А спектакль удался на славу. Сережка Блинов ревел, как гром, и колбасой носился по сцене, всех сшибал, так что король ему даже довольно громко сказал: «Да тише ты, ч-черт». Потом, дух — это был Венька Палкин — был очень удачный. Он весь был закутанный простыней, и лицо вымазано мелом, и голос загробный, особенно когда он из-под пола в рупор говорил. Только он должен был вылезать из люка, а люк испортился, поэтому ему пришлось выходить прямо из-за сцены. Никпетож волновался больше всех. Он засел сбоку с книжкой в руках и подсказывал, как суфлер, ведь будки у нас нету. Потом ребята говорили, что кто сидел поближе, мог слышать сразу два текста: один из-за кулис, а другой — со сцены. Я все-таки вышиб у Сережки рапиру, потому что он не умеет фехтовать, и никто не заметил, что это — не по Шекспиру.

Черная Зоя играла здорово, лучше всех. Говорят, что многие девчата даже плакали, глядя на нее.

 

Февраля.

 

Сегодня меня Черная Зоя удивила. После спектакля она ходила задрав нос, потому что ее много вызывали. Вообще у ней вид переменился. Свое черное платье она перестала носить, стала веселая: не такая, как раньше. И про мертвецов разговаривать больше не хочет, хотя ее, по старой памяти, кое-кто дразнит мертвецами. Так вот, она меня вывела в коридор и говорит:

— Знаешь, я хочу тебе сообщить секрет.

— Какой секрет? Пожалуйста, без секретов.

— Нет, очень важный. Ты знаешь, я в тебя влюблена.

— Что-о-о?!

— Да ты не штокай.
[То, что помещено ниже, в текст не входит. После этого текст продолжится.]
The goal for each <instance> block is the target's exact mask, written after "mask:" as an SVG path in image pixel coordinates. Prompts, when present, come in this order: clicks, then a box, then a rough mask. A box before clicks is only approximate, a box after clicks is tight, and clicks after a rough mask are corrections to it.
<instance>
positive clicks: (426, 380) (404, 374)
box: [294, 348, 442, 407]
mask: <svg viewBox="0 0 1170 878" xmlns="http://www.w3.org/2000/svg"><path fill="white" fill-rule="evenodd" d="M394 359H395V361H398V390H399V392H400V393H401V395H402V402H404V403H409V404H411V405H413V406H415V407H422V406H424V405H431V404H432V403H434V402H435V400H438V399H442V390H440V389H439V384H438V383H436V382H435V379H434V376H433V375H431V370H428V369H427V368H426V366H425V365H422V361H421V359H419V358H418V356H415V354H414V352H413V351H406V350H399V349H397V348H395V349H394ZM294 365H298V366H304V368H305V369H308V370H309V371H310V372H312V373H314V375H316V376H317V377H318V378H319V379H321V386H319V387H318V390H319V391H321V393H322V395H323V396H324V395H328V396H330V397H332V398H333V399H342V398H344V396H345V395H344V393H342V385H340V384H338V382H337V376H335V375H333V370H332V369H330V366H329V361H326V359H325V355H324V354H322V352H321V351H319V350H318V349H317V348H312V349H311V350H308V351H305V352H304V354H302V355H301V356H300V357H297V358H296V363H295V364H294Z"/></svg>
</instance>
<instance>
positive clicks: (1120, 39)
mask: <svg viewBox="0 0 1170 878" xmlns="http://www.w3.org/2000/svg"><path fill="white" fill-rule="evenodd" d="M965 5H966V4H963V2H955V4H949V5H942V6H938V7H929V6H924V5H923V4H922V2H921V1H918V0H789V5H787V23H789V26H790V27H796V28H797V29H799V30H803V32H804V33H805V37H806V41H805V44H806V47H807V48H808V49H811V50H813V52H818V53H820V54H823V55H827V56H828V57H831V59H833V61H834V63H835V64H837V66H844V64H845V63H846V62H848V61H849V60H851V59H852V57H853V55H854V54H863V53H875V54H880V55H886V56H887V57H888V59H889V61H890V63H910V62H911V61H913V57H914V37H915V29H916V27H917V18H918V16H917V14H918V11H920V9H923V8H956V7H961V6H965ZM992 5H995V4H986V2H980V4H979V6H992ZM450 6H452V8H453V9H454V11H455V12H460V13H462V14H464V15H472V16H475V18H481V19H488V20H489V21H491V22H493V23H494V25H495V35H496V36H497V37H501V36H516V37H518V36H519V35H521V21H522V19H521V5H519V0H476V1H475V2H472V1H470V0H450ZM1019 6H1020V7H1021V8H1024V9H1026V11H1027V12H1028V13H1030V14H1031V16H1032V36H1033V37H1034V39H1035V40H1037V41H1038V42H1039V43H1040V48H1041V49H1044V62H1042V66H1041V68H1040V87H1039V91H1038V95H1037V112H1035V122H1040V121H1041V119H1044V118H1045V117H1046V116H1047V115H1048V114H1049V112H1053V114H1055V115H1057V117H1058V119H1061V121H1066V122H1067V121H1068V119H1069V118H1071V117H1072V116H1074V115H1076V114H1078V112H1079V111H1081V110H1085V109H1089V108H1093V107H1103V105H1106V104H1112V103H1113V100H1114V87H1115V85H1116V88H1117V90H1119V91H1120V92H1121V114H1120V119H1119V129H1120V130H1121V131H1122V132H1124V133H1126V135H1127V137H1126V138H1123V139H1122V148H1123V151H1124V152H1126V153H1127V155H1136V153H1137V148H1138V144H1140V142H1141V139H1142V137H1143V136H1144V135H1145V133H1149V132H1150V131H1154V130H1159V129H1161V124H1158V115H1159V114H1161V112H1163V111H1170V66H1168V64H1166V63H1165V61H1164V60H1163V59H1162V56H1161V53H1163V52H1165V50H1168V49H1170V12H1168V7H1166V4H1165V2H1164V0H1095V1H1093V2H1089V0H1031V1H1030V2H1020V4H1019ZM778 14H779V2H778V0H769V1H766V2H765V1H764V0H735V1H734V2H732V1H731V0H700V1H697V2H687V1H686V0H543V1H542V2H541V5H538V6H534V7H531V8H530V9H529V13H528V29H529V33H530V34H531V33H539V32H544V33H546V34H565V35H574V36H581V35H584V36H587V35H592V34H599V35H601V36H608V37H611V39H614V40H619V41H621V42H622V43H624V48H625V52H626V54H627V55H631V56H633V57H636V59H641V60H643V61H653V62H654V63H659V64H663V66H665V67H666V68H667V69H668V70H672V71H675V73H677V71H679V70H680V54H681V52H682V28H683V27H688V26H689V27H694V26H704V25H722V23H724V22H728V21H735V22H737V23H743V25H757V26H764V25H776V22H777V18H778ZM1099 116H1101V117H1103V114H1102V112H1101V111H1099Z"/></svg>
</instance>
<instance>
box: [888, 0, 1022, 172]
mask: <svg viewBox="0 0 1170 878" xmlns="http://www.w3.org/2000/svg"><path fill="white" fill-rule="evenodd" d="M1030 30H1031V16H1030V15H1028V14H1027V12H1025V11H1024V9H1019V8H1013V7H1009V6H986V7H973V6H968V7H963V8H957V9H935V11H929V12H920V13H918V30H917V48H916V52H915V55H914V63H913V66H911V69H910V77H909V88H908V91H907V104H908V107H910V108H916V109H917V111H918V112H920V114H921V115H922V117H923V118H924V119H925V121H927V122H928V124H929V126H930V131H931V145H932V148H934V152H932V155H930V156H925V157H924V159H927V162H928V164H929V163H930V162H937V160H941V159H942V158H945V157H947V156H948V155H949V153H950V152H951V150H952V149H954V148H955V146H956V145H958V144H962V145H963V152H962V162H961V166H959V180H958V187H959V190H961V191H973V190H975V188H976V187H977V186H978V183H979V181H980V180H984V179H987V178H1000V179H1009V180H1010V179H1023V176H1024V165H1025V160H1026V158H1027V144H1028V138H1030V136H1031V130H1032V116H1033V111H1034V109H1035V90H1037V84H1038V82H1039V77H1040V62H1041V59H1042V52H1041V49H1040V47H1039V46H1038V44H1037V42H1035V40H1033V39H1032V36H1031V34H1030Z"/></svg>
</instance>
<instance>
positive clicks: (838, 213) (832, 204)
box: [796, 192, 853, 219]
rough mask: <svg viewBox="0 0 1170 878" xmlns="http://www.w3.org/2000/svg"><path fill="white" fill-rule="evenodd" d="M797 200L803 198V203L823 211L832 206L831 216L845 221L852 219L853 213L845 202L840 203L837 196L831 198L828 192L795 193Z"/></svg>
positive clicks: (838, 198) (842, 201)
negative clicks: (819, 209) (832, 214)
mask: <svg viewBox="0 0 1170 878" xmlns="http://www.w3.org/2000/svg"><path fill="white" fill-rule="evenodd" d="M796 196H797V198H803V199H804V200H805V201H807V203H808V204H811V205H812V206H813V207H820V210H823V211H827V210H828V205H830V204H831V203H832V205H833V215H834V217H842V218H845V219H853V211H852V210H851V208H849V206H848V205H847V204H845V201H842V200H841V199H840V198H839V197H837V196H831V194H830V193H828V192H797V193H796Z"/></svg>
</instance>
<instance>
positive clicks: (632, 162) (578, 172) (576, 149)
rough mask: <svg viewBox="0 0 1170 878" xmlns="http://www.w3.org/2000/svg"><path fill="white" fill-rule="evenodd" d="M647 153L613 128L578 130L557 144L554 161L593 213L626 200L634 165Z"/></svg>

Ты не думай, пожалуйста, про себя очень много, влюбление не от нас зависит, а от природы. И не воображай, что я из-за тебя что-нибудь натворю. А только я думала-думала и решила сказать тебе прямо, потому что так на сердце легче станет. И это тебе никаких прав надо мной не дает.

— Пойди выпей холодной воды, — ответил я и пошел прочь.

 

Февраля.

 

Странная история! Девчата пошли шушукаться между собой, и я кое от кого узнал, что опять хотят поднять бузу насчет капустников. Но самое главное, что я узнал, это то, что Сильва с ними заодно. С Сильвой я не разговаривал ни разу с тех пор, как задал ей вопрос (я хотел только принципиально выяснить), и видно, что она меня избегает.

Узнав про шушуканье, я посоветовался с Венькой Палкиным, и мы решили предпринять контрнаступление.

 

Февраля.

 

Я страшно рад и доволен собой. Почти весь февраль я просидел над докладом о китайских событиях, и Никпетож доклад очень похвалил.

А потом, кажется, я проследил за тем, кто писал анонимные письма. Это — Горохов Кешка, длинновязый такой и молчаливый парень из второй группы. А почему я думаю, что это он, — вот. Единственной нитью у меня в руках было письмо, которое получил папанька. А у нас в школе каждый приносил чернила с собой. Вот я стал прослеживать чернила у каждого. Эта работа была трудная, потому что каждый прячет чернила, как только напишет то, что надо. Поди-ка уследи. Но сегодня устроил штуку. Ворвался в математическую лабораторию, когда там занимались одни второгруппники без Алмакфиша, и закричал:

— Скорей давайте чернил, Алмакфиш просит!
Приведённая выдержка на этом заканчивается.